La légalité veut dire préexistence du texte pénal avant l’acte criminel, ce que signifie une connaissance préalable du texte pénal par tout le monde, personne ne peut être poursuivi pénalement s’il n’y a pas un texte pénal imposé avant l’acte criminel, c’est une sorte de sécurité juridique, car la personne sait que son comportement licite lors d’une loi précédente ne sera pas un sujet de poursuite pénal lorsque l’acte devient illicite dans le futur.

– Le principe de non-rétroactivité de la loi pénale :

Le principe selon lequel le droit pénal ne s’applique dans le passé que dans ce qui est mieux pour l’accusé, le principe de non rétroactivité de la loi pénale confirme la stabilité des règles juridiques pénales dans le passé car le texte pénal ne s’applique pas dans le passé, c’est une confirmation que la loi pénale abrogé perd son influence dans le présent et le futur, c’est une forme de sécurité en matière pénale.

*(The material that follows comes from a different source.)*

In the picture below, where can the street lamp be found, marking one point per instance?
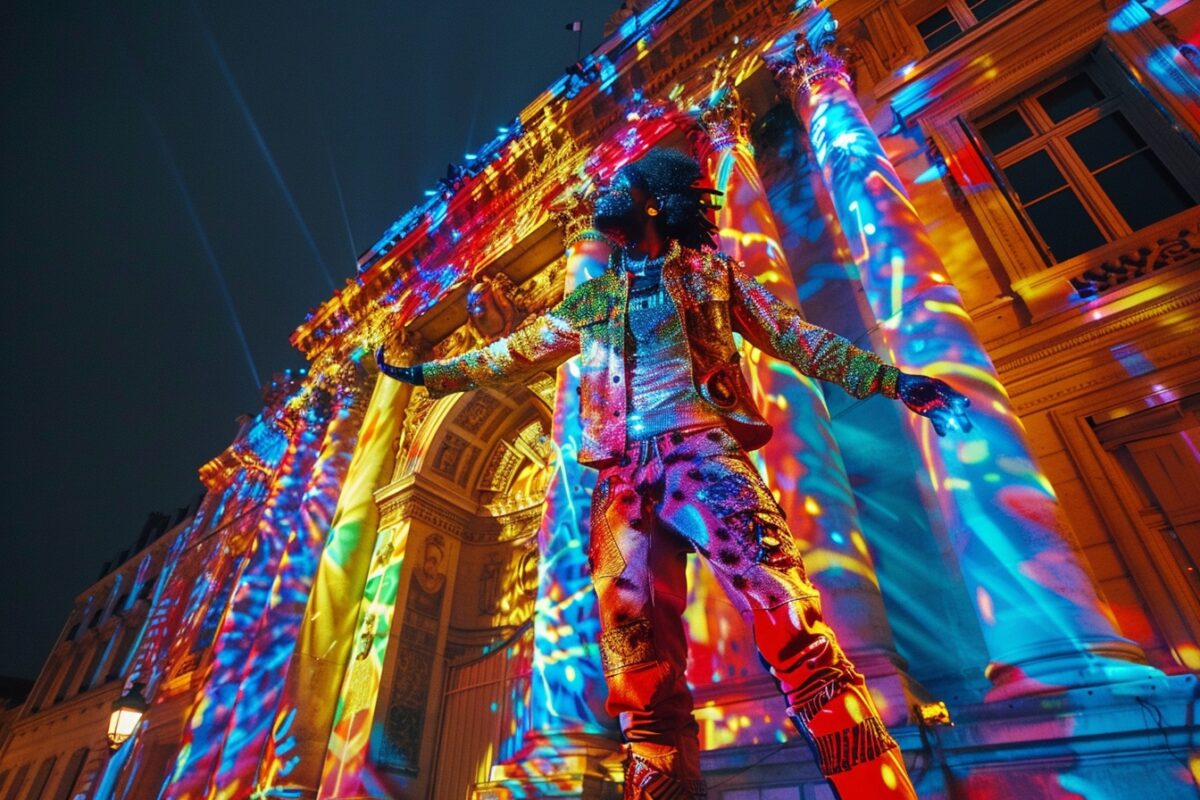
(126, 715)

3- L’importance de la jurisprudence pour instaurer la sécurité juridique et protéger les droits de l’homme :

L’importance de la jurisprudence pour instaurer la sécurité juridique est pertinente c’est un moyen pour contrôler la constitutionnalité des textes juridiques, et faire obstacle à un excès envers les droits de l’homme, mais le rôle de la justice ne se contente pas seulement au contrôle constitutionnel elle peut aussi refuser l’application d’un arrêter réglementaire en contradiction avec les droits de l’homme, c’est une façon pour instaurer la sécurité juridique en matière des droits de l’homme.La sécurité juridique est un élément central de la jurisprudence, en Europe la cour européenne des droits de l’homme depuis son arrêt MARCKX du 13 juin 1979 a décidé que ce principe est inséparable au droit de la Convention européenne de sauvegarde des droits de l’homme et des libertés fondamentales.[29]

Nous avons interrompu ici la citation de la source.